But like Mitford, which became like a too-tight collar for Father Tim upon announcing his retirement, Blowing Rock, North Carolina, where Karon has lived for several years since quitting a successful career in advertising and where she has written nearly all her fiction, was threatening to choke the kind of freedom she needed to continue writing. She still has a house and family there, reasons to visit often. But for creative privacy, success sent her scurrying.

"People were coming from all parts of the country to Blowing Rock," Karon said in a recent interview. "Folks in town would tell them where I lived. I'd have people climbing through my hedges, ringing my doorbell, and peeking into my windows at all hours of the day."

Her small town friends

Karon didn't flee the intrusions because she dislikes people. Her love for people is clear in how she treats characters in her books. They win respect, not with extraordinary feats over uncommon odds, but by moving through life's struggles, surprises, and interactions with an innate devotion to things that really matter. To understand them fully, readers must start with the first book in the series and go from there.

Father Tim, for example, whom Karon describes as the parson (derived from the word, person), is the one to whom people in town reveal themselves, the one who listens to what's happening in their lives.

"He's an ordinary human being, sweet and tender, and a man of God, who lives out his convictions in the midst of a town filled with other ordinary people," Karon says.

Father Tim is also human in his frailty; a man who struggles with disappointments, impatience, fears, and health concerns. He gets tired and used up by personal and parish demands, yet he's too sensible and committed to take a little time off, much less an expensive vacation.

"Even after he retires, when he's got all the time in the world, and has a bit of money from what his mother left him, he just doesn't know how to have fun," Karon says.

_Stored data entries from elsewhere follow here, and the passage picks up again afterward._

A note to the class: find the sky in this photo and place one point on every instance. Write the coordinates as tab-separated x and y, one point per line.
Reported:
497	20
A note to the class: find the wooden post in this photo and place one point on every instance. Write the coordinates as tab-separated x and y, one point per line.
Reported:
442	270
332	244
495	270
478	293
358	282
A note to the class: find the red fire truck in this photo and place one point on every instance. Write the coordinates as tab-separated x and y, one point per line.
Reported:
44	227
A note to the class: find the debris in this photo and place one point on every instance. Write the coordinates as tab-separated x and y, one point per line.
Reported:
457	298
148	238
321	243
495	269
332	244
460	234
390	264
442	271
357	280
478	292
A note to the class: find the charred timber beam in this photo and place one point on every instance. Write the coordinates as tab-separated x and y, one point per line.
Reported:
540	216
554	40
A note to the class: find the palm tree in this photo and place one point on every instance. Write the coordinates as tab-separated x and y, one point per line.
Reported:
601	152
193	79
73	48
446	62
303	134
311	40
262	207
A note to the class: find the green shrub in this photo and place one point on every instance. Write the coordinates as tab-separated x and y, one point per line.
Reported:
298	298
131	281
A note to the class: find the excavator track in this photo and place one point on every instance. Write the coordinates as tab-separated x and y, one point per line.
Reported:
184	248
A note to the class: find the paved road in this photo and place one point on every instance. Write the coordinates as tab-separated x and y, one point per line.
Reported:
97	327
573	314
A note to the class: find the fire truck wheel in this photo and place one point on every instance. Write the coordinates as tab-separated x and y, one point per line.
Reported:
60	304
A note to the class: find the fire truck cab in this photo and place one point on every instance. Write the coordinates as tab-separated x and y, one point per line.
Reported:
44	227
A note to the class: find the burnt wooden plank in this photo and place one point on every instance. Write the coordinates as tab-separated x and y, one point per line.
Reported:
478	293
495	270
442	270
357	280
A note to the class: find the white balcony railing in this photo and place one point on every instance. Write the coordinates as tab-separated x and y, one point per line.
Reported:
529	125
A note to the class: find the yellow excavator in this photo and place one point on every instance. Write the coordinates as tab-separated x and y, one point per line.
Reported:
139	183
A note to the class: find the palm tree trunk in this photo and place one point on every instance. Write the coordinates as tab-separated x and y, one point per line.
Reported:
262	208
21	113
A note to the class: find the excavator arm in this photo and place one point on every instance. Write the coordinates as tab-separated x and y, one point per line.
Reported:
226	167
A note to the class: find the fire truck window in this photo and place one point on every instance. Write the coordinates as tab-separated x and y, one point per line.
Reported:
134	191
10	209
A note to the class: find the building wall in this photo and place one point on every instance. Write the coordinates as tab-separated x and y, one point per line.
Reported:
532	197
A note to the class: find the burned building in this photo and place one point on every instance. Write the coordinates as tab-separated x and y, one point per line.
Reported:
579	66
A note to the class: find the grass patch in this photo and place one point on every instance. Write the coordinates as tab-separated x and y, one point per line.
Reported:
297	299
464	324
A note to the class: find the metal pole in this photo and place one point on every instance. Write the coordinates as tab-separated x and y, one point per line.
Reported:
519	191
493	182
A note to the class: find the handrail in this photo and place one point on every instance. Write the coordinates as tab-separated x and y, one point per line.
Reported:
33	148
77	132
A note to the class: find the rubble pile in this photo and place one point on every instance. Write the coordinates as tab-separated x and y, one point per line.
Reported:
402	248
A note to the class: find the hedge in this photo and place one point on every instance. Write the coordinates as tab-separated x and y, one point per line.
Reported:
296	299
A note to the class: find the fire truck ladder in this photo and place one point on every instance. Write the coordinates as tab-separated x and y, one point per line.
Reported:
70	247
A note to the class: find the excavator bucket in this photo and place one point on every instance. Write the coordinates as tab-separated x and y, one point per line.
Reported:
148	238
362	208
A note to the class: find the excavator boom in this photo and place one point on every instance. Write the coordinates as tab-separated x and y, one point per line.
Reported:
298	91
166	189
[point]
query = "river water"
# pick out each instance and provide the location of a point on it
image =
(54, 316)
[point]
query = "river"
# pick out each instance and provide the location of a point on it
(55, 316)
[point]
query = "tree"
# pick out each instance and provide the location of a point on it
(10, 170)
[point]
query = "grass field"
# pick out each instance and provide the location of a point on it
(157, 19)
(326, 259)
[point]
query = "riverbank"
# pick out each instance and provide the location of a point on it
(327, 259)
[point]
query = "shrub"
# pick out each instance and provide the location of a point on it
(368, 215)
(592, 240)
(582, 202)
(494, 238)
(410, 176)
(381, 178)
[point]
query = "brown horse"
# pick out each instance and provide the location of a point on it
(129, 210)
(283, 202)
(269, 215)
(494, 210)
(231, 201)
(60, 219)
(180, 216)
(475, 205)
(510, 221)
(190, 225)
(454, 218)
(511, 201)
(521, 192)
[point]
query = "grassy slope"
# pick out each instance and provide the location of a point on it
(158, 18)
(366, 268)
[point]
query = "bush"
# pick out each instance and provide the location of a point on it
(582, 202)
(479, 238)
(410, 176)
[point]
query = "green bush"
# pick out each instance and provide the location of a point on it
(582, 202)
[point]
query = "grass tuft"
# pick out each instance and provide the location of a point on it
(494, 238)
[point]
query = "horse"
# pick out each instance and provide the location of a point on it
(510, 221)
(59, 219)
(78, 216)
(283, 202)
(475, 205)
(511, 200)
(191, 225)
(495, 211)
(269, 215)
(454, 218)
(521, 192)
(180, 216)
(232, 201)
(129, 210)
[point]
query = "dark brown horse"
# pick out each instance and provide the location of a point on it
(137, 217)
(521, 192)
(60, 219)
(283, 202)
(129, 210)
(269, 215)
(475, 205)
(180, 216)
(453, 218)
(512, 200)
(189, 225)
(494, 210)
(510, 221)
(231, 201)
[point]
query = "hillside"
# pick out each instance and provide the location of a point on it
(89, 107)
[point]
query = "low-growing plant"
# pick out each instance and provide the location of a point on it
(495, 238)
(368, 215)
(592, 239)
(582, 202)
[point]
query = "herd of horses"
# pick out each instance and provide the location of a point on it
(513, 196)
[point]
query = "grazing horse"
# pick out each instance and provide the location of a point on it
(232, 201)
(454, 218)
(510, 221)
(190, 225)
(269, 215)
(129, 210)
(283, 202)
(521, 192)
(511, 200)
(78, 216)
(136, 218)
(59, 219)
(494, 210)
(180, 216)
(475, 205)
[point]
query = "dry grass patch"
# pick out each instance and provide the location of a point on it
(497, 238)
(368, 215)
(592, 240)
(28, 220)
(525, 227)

Cynthia Coppersmith, Father Tim's attractive neighbor with good legs and a sassy white cat and who eventually becomes the Episcopal priest's soul sounding-board and wife, knows how to have fun. She can, and does, carve out time for a retreat, vacation, even retirement for her harried husband. But like him and every other character in Karon's books, she is not without flaws. Sometime in her past there was a divorce to a high-ranking government official and a near-suicidal depression. And she is far too committed to writing children's books to fit the mold of a small-town parson's wife.